PUBLIC STORAGE GOES ON A $10.5 BILLION SHOPPING SPREE
In deal news, Public Storage announced it's buying National Storage Affiliates in an all-stock deal valued at $10.5 billion. The combined company will have an enterprise value of $77 billion, adding over 1,000 properties, 69 million rentable square feet, and 550,000 units across 37 states. National Storage shares jumped about 28%. Goldman Sachs and Wells Fargo are backing the deal with $4 billion in committed financing. This is the biggest self-storage deal in years and cements Public Storage as the undisputed king of the industry.
ALLIES SAY NO TO TRUMP'S HORMUZ COALITION — GAS HITS $3.72
On the geopolitical front, the U.S. is increasingly isolated in its push to reopen the Strait of Hormuz. President Trump called on allies to send warships to escort tankers through the strait, and the response was essentially: no thanks. Japan, Australia, and Germany all flatly declined. Germany's defense minister said, "This is not our war; we did not start it." The UK said it's "intensively looking" into options but won't be "drawn into the wider war."

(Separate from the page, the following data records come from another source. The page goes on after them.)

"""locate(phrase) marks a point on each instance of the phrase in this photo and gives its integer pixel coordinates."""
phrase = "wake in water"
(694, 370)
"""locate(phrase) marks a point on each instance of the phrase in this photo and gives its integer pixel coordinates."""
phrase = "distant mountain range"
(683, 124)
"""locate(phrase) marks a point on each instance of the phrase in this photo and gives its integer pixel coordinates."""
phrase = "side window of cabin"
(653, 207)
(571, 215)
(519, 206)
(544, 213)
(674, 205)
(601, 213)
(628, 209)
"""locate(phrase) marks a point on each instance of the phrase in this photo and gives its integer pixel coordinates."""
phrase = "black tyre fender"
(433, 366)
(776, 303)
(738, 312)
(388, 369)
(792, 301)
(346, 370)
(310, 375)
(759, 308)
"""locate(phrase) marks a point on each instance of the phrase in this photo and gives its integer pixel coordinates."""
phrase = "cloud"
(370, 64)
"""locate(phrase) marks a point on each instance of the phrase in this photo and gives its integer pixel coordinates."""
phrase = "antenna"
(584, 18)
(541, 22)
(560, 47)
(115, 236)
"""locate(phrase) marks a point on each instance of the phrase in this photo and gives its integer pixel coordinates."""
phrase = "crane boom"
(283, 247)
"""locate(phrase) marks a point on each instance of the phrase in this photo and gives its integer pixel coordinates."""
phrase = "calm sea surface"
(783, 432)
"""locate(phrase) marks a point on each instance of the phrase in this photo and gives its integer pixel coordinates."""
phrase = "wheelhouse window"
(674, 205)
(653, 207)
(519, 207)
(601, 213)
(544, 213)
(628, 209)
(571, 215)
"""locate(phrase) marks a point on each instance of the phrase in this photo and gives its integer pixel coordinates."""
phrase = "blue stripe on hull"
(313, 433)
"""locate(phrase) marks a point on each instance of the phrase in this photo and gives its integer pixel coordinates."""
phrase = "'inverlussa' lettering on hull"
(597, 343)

Meanwhile, the hit to your wallet is very real. The national average gas price hit $3.72 a gallon as of Monday, up 74 cents in just two weeks and the 17th straight daily increase, according to AAA. That's the highest price at the pump since October 2023.
FED MEETING PREVIEW: IT'S NOT THE DECISION — IT'S THE MESSAGE
And finally, looking ahead. The Fed kicks off its two-day policy meeting on Tuesday. The decision drops Wednesday at 2 p.m. Eastern. CME FedWatch has a 99.2% probability the Fed holds rates at 3.50% to 3.75%, so no surprise there. But the real story is the updated dot plot and Summary of Economic Projections, where we'll get a read on how officials are processing the Iran war, rising oil prices, and what that means for the rate path the rest of the year. Goldman and Barclays have both pushed their first expected cut to September. Some hawks are even floating a hike. So Wednesday is less about what the Fed does and more about what the Fed says.

That's your Monday rundown. A lot of moving pieces this week between the Fed, earnings from Lululemon and Micron, and whatever happens next in the Strait of Hormuz.